China is preparing for the waves of refugees that would
attempt to enter China under such a scenario. According to recent reports,
China has been setting up refugee camps along its border with North Korea and
has conducted several military drills in that region. An even greater sign that
China is fully cognizant of how fragile the situation has become is the fact
that China and the United States are discussing contingency plans for North
Korea’s collapse for the first time ever.
No doubt with all of this in mind, Tillerson told an
audience at the Atlantic Council on Tuesday that the United States would come
to the negotiating table with North Korea without any preconditions. He did,
however, say this would only be possible after a “period of quiet” in which the
North didn’t test any nuclear weapons or missiles.
A Shift from
Nuclear Prevention to Nuclear Containment
Tillerson’s comments mark a significant change from the
policy of previous U.S. administrations. More importantly, his remarks are a
tacit acknowledgement that America has failed to stop Pyongyang from developing
its nuclear and ICBM programs. It is, in effect, an admission that we are shifting
our North Korea policy from nuclear prevention to nuclear containment.

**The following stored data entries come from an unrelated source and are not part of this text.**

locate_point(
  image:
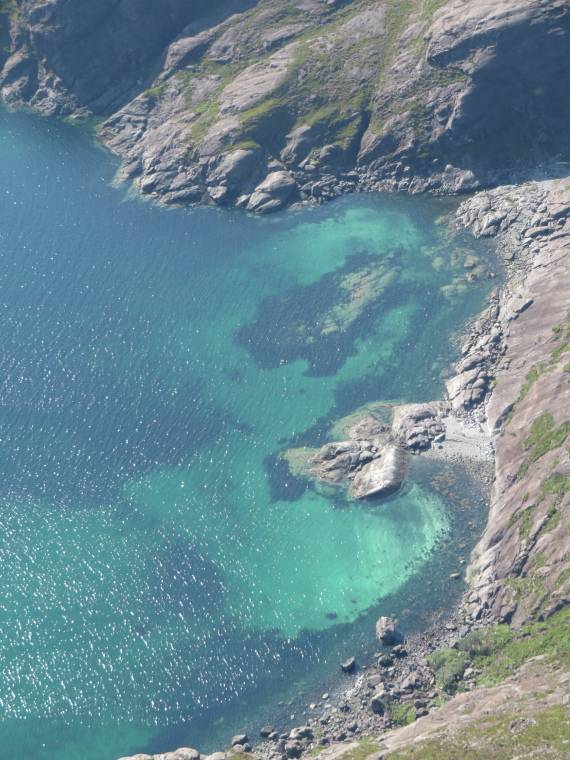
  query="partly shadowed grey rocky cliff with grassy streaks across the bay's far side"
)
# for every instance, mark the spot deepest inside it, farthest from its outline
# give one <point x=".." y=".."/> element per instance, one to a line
<point x="262" y="103"/>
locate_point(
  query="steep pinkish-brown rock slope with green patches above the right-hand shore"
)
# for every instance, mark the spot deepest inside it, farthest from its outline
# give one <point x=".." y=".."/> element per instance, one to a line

Even so, Tillerson insists containment is not a strategic
option. The secretary of state said the United States would not settle for a
North Korean containment strategy, whereby American would learn to live with a
nuclear North Korea while deterring it from using its nukes, with promises of a
second strike that would wipe the country from the map. He argued that North
Korea is different from other nuclear powers because it wouldn’t simply content
itself to sit on its nuclear technology the way Russia did during the Cold War.
Instead, it would “become a commercial activity for them,” selling that
technology to the highest bidder.
It’s hard not to have some sympathy for Tillerson. The outbreak
of hostilities on the Korean peninsula is increasingly possible and North Korea
doesn’t appear interested in accepting anything less than retaining its nuclear
weapons and ICBMs. Tillerson is hoping that if he can just get the North
Koreans to the table then surely they can be reasoned with — surely war can be
avoided without having to accept a nuclear North Korea.
But years of diplomacy have proven that Pyongyang is not
persuadable on the nuclear question. That doesn’t mean diplomacy should be given
up, but starting out by conceding something like preconditions sends a message
of weakness and signals that the United States is desperate — which, maybe it
is.
We Have No Good
Options Here
Meanwhile, 58 retired American military leaders wrote to
President Trump on Wednesday, urging him to seek a diplomatic resolution to the
conflict and not to take military action. They wrote that “Military options
must not be the preferred course of action,” and pleaded with the president to
“exhaust every possible diplomatic solution.”
The retired military leaders are clearly worried that the
United States is going to launch a pre-emptive strike, in part based on Trump’s
penchant for posturing. However, it’s not clear what exactly they want the
Trump administration to do diplomatically, unless it’s along the lines of
Tillerson’s proposed negotiations without preconditions.
Or perhaps they think that the United States should give
in to Pyongyang’s own preconditions for negotiating, which Beijing supports:
that the North will only negotiate if the United States and South Korea desist
all military drills in the region. But this would be naïveté of the highest
order, leaving the America, South Korea, and Japan exposed and vulnerable to
Chinese domination and North Korean brinkmanship, while weakening America’s
negotiating position.
Henry Nau argues in his book, “Conservative
Internationalism,” that diplomacy must be conducted hand-in-hand with the
threat of force. Using armed diplomacy means not waiting to use force until
negotiations have failed, but using force, and the credible threat of force,
alongside negotiations, to help make diplomacy actually work.
In Nau’s words, one ought to “time diplomatic initiatives
to coincide with maximum military strength.” Let’s hope Tillerson understands
this as he and Kim Jong Un dance around the negotiation table.